The Law Commission has today published an options paper for the Government on how it can change the law to ensure that corporations are effectively held to account for committing serious crimes. A number of options are presented, which we will consider in due course. For now, here are the headline points:

  • Identification doctrine: Many corporate criminal offences require ‘mental elements’, such as intention, knowledge, recklessness or dishonesty. As companies are not natural persons, in order for a company to be held criminally liable, a prosecutor must prove that the individuals involved in the crime had the required mental element of the offence and represent the “directing mind and will” of that company so that the individuals' actions can be considered those of the company (the ‘identification doctrine’). This is very difficult to establish, especially in larger organisations, and has led to criticism and a low number of corporate convictions. The Commission recommends either retention of the current doctrine or “allowing conduct to be attributed to a corporation if a member of the corporation’s senior management engaged in, consented to, or connived in the offence. A member of senior management would be any person who plays a significant role in the making of decisions about how the whole or a substantial part of the organisation’s activities are to be managed or organised, or the actual managing or organising of the whole or a substantial part of those activities.” It presents another option which goes further and recommends that the organisation’s CEO and CFO would always be considered to be members of senior management (likely in response to R v Barclays Plc [2018] 5 WLUK 736, where the criminal courts held that those individuals might not constitute the corporation’s directing mind and will if they did not have authority to engage in the conduct in question).

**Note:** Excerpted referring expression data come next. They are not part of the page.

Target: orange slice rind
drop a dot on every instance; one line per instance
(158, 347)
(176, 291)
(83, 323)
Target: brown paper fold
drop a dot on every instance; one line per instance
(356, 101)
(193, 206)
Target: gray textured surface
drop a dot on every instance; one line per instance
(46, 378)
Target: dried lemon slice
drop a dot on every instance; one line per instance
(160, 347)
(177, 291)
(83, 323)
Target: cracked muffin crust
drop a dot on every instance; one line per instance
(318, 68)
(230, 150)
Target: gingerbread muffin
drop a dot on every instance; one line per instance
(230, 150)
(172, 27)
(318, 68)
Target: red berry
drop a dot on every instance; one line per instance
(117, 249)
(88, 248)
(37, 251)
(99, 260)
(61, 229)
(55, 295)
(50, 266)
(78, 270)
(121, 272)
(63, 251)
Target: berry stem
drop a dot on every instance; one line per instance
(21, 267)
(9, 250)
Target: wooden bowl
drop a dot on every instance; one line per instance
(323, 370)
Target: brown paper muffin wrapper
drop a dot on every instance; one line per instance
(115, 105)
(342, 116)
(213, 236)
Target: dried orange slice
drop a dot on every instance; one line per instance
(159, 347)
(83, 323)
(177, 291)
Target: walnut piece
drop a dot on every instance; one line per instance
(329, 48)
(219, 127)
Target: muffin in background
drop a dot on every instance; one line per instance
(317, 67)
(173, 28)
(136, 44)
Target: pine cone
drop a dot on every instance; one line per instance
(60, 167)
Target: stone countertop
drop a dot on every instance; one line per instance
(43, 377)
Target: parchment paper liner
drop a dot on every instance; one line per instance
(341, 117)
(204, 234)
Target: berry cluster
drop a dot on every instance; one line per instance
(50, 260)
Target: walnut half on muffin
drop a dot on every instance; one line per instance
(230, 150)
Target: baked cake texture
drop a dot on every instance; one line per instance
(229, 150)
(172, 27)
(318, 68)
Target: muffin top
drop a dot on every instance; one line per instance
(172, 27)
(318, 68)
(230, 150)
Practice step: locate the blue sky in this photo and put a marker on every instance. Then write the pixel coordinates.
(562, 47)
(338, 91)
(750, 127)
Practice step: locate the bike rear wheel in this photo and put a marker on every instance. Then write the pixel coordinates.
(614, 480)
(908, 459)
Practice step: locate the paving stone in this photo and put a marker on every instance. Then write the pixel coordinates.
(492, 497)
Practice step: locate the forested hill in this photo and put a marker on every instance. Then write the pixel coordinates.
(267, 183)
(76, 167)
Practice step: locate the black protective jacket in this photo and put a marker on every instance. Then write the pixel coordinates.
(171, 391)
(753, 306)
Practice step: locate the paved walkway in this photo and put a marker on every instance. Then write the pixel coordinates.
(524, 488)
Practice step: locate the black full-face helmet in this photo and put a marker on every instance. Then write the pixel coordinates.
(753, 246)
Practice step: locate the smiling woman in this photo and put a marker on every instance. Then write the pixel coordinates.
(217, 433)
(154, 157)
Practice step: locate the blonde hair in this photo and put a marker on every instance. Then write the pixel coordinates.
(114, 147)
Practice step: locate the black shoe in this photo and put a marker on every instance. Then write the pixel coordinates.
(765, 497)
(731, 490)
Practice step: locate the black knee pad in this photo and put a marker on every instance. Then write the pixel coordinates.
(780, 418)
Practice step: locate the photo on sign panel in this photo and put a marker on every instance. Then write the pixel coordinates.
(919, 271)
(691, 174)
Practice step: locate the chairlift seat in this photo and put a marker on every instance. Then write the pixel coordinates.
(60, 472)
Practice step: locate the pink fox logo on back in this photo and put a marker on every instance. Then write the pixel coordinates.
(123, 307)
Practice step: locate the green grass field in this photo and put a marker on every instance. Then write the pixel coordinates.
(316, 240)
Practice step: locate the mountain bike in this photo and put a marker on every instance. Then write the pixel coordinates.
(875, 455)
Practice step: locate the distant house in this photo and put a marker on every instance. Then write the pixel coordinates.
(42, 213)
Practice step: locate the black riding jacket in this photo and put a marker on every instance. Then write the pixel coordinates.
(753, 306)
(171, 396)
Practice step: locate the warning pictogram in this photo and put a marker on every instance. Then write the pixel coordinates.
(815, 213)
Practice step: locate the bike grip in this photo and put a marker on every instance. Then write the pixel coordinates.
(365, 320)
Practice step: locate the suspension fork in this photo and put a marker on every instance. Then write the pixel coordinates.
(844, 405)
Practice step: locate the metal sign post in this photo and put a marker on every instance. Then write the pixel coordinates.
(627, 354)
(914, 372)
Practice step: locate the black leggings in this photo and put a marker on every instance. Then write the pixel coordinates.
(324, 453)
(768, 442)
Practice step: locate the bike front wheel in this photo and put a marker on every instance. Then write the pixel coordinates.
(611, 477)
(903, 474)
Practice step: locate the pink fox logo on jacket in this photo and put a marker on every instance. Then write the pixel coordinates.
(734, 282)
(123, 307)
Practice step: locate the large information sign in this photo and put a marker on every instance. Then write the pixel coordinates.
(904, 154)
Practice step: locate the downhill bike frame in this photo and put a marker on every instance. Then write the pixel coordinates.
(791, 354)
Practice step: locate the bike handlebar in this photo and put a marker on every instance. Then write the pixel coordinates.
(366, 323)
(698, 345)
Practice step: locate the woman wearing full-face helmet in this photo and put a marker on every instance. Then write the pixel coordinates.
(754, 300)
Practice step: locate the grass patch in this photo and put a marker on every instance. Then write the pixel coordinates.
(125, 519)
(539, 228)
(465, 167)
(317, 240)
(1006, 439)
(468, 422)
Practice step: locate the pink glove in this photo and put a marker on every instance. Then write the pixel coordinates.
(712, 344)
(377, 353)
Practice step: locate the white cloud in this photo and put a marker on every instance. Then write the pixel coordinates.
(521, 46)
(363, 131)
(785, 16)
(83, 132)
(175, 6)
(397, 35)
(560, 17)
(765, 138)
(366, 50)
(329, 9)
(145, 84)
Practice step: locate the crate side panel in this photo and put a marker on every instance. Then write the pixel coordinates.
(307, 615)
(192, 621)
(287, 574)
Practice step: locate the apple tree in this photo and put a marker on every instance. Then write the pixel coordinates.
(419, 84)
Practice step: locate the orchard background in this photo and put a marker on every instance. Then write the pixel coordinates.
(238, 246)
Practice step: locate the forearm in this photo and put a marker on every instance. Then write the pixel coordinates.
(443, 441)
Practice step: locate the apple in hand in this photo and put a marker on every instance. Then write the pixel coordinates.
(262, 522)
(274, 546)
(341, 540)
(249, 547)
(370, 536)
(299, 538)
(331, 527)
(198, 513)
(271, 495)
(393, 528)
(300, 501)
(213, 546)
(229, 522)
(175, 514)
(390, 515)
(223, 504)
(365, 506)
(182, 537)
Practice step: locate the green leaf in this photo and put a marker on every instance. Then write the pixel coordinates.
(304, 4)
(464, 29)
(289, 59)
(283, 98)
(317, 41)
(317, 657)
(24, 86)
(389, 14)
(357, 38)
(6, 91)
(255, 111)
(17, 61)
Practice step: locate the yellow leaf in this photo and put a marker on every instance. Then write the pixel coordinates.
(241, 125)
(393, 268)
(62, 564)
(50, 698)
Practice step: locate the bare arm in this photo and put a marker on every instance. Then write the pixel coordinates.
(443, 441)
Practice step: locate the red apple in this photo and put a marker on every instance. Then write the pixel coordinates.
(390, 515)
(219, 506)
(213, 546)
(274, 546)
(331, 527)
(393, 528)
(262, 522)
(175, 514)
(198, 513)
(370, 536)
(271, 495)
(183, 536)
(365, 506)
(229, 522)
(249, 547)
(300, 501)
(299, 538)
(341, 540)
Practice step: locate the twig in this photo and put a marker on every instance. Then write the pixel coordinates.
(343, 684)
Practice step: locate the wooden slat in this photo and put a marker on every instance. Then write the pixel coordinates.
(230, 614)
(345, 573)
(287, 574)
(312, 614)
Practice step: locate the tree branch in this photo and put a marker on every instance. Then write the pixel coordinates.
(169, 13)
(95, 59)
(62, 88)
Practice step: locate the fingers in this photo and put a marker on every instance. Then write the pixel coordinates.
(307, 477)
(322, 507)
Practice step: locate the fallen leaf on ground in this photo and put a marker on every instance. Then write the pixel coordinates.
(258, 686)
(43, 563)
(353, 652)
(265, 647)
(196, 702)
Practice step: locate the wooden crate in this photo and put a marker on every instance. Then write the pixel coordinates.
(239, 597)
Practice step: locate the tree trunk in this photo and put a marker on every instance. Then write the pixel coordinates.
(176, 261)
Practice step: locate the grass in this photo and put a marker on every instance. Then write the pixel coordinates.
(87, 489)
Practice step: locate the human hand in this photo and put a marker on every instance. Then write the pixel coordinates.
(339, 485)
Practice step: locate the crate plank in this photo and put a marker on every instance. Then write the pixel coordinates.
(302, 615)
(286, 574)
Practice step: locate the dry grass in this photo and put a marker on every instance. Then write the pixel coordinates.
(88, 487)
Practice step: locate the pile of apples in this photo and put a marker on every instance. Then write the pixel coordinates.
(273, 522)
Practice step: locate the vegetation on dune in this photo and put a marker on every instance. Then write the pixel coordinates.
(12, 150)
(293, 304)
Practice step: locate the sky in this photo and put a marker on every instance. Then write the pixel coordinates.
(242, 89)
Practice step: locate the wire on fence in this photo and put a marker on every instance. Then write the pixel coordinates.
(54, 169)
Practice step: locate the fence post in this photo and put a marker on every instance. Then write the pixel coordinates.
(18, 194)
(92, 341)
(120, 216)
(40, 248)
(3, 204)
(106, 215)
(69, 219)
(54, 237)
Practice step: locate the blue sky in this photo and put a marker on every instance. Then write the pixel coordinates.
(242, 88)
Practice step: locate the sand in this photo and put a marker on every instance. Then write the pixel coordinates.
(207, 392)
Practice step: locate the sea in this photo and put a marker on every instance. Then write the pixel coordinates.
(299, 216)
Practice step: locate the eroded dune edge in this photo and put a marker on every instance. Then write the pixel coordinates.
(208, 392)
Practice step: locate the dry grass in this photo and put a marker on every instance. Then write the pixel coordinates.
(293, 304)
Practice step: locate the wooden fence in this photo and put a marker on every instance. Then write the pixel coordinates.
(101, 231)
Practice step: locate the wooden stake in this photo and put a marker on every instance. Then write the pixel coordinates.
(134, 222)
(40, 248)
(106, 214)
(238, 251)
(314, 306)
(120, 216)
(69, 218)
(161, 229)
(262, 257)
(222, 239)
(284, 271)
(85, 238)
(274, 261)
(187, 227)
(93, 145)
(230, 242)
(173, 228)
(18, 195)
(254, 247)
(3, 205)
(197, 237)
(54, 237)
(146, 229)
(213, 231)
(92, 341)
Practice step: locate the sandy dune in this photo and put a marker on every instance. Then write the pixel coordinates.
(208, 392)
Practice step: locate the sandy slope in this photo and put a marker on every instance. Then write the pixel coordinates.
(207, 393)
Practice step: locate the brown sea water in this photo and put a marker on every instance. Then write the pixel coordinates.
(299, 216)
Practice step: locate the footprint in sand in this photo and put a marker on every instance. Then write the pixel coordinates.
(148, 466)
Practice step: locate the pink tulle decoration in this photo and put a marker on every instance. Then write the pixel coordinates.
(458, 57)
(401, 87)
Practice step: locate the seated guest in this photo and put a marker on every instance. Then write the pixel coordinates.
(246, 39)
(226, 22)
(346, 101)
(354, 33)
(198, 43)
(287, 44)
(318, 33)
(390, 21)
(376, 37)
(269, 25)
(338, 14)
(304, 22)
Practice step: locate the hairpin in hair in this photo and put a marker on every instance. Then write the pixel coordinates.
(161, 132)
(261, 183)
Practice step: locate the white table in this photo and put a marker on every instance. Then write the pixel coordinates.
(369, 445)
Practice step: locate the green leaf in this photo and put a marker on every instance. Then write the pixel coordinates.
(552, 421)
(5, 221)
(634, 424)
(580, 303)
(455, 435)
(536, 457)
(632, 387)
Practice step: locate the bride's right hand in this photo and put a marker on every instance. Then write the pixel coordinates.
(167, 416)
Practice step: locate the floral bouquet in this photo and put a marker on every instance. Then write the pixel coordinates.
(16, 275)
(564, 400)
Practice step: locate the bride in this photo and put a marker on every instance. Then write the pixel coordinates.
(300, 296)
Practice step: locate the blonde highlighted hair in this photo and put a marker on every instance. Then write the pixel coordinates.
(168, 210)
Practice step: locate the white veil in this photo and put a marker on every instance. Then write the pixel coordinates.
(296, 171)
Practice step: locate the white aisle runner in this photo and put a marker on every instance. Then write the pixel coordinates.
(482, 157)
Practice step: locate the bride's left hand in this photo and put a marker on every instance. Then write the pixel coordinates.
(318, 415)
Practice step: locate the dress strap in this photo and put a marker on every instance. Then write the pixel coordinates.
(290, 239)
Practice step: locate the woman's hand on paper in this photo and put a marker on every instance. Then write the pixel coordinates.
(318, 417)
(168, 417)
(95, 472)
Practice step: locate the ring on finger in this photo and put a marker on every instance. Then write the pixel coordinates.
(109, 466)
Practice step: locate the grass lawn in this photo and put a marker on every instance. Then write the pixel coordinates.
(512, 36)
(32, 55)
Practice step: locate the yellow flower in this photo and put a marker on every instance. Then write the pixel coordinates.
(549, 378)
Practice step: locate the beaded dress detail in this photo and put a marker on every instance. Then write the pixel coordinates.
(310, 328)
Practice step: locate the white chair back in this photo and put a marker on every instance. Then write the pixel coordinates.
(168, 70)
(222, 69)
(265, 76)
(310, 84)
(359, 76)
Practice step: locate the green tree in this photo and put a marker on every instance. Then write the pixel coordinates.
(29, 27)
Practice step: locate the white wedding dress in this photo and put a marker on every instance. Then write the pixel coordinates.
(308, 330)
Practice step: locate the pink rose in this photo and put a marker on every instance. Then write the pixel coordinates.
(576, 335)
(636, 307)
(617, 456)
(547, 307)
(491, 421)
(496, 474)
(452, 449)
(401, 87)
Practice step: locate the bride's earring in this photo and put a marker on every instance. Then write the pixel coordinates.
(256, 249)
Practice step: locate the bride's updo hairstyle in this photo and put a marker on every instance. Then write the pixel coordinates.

  • Failure to prevent offences: The Commission rejects a general “failure to prevent crime” offence, but does see the benefit in introducing “failure to prevent” offences in respect of economic crimes. This should not be a broad “failure to prevent economic crime” as this would overlap with existing offences relating to bribery and facilitation of tax evasion; instead they recommend a “failure to prevent fraud by an associated person (such as an employee or agent)” offence. The Commission notes that the case for failure to prevent offences is more compelling if reforms are not made to the identification doctrine and lists three further offences which could be created (i) failure to prevent human rights abuses; (ii) failure to prevent ill-treatment or neglect; and (iii) failure to prevent computer misuse.
  • Liability of directors: The Commission concludes that, in principle, directors should not be personally criminally liable on the basis of neglect if the offence is one which requires proof of a particular mental state. Liability for directors on the basis of neglect should be restricted to offences of strict liability or negligence.